Dans notre travail nous avons tenu à avancer des propositions complémentaires et à travailler à la cohérence d’une réponse systémique face à ces enjeux qui touchent tous les pans de notre société (santé, famille, éducation, économie…). Cela ne se résume pas à une interdiction des portables à l’école comme la couverture médiatique pourrait le laisser penser.
Dans quelle mesure votre travail va-t-il être mis en action ?
Nous avons livré puis présenté notre rapport au président de la République et au Premier ministre, ainsi qu’aux ministères les plus concernés, à savoir au Numérique, à l’Éducation, à la Famille et à la Santé. L’objectif sera ensuite de savoir comment chacun va s’en emparer et proposer des actions. Avec les aléas politiques qu’on a connus cet été, nous commençons seulement à rencontrer les nouveaux acteurs gouvernementaux, mais nos travaux ont bien été diffusés.

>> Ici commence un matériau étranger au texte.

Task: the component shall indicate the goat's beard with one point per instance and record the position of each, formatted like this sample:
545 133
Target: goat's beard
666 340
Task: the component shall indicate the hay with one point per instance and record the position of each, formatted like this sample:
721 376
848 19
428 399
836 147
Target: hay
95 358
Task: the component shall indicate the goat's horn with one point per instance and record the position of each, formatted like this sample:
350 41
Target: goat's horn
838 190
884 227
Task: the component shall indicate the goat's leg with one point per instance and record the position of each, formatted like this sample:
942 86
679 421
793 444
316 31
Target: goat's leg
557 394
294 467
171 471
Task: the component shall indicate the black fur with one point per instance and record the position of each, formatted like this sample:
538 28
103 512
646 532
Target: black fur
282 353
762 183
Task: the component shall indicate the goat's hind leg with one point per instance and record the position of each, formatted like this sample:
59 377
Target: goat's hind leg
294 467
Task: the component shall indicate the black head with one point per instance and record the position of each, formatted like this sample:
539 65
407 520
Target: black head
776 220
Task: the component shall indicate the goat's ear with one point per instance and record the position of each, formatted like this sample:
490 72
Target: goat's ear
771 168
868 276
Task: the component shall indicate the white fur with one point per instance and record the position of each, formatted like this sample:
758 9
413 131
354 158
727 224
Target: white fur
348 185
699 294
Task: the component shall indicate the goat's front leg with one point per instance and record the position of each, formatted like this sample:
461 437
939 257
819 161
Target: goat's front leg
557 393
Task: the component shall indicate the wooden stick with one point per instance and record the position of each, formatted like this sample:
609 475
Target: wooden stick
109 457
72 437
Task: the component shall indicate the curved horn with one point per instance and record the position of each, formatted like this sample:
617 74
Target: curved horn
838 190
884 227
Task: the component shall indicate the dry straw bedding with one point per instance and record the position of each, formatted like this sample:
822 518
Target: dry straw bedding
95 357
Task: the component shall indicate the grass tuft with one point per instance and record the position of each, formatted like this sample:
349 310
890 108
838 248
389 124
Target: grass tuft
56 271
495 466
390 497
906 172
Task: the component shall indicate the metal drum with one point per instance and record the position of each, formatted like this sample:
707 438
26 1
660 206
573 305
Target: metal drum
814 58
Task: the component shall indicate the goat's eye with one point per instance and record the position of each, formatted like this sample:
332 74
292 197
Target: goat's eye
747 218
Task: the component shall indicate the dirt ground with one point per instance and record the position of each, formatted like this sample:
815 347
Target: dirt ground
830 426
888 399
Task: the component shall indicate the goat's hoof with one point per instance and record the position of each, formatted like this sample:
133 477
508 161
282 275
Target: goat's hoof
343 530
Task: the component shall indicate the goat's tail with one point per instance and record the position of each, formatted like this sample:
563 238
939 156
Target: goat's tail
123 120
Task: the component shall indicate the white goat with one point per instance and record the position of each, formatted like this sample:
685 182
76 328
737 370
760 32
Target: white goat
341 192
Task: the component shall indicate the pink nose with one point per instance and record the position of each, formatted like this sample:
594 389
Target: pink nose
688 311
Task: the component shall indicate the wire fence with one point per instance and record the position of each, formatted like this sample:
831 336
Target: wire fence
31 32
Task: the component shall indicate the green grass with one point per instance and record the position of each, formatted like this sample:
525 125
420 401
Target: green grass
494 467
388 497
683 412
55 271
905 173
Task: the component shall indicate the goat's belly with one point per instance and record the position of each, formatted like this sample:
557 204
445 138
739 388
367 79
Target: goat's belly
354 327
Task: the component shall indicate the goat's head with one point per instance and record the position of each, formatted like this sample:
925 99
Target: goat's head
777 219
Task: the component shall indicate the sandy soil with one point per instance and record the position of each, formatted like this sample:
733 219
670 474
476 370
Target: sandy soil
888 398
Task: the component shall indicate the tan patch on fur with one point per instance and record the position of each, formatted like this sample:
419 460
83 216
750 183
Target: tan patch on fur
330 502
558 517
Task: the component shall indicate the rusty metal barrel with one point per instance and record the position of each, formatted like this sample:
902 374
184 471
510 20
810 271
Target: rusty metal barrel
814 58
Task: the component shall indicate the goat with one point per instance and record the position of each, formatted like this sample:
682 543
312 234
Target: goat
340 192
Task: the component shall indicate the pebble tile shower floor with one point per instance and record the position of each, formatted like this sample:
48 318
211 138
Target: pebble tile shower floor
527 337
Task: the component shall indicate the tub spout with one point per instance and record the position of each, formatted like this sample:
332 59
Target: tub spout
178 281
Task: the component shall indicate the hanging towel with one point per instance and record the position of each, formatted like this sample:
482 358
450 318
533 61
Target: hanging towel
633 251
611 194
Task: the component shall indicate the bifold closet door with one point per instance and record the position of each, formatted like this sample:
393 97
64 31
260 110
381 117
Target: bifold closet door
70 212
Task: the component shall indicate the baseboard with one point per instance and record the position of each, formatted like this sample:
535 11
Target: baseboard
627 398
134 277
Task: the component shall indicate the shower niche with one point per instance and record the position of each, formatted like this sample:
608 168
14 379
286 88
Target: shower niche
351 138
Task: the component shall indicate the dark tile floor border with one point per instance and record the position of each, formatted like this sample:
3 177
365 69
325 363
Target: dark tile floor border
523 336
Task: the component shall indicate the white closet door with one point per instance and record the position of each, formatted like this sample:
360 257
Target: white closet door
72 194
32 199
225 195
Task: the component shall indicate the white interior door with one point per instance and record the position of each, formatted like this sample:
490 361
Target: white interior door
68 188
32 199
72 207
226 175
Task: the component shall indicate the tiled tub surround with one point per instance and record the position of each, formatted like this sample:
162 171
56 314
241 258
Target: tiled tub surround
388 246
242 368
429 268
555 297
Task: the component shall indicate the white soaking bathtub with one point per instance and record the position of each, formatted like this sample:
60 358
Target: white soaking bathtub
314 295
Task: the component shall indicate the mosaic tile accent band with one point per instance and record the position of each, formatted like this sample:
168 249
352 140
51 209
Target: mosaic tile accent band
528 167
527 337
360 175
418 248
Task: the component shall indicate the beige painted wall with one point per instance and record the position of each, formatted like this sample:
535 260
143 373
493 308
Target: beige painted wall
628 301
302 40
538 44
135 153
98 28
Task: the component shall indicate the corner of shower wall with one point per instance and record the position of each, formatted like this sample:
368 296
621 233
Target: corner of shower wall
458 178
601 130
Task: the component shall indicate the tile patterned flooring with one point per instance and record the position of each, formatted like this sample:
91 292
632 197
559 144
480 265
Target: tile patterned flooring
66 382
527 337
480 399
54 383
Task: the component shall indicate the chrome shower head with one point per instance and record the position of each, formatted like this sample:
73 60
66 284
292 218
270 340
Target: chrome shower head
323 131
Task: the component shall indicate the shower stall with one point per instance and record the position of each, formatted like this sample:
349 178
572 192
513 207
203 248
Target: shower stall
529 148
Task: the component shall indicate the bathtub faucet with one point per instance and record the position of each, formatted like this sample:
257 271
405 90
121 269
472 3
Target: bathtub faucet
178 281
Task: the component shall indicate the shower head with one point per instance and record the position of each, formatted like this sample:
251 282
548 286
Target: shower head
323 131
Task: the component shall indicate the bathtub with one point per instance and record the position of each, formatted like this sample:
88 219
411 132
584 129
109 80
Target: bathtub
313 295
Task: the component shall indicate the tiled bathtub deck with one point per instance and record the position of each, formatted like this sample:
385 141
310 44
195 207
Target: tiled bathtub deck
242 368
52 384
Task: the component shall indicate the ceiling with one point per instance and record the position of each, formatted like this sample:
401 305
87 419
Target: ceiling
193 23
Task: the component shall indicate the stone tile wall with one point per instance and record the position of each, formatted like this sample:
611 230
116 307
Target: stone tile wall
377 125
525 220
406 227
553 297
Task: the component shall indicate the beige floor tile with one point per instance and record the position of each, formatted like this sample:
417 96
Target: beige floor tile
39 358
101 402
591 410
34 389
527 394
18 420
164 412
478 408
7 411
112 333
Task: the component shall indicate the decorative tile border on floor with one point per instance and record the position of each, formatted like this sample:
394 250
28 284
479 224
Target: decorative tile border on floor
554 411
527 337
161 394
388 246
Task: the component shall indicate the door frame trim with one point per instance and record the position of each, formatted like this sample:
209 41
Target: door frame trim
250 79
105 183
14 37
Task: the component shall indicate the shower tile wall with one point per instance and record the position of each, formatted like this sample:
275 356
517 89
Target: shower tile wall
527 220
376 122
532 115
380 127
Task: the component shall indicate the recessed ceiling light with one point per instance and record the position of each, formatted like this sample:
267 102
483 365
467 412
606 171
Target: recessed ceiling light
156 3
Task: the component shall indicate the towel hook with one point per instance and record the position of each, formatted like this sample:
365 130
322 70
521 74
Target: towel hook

Notre accompagnement continue : nous répondons aux sollicitations pour expliquer et voir comment on peut initier certaines des actions qu’on a pu proposer. Nous échangeons avec les élus, et les gens porteurs de structures pour avancer sur le sujet. Le numérique peut être profitable, voire indispensable, à l’instar des outils pour l’apprentissage chez les enfants dyspraxiques. Il est important de savoir le maîtriser pour continuer d’en bénéficier et saisir les enjeux de son évolution. C’est important d’apporter cette lecture-là.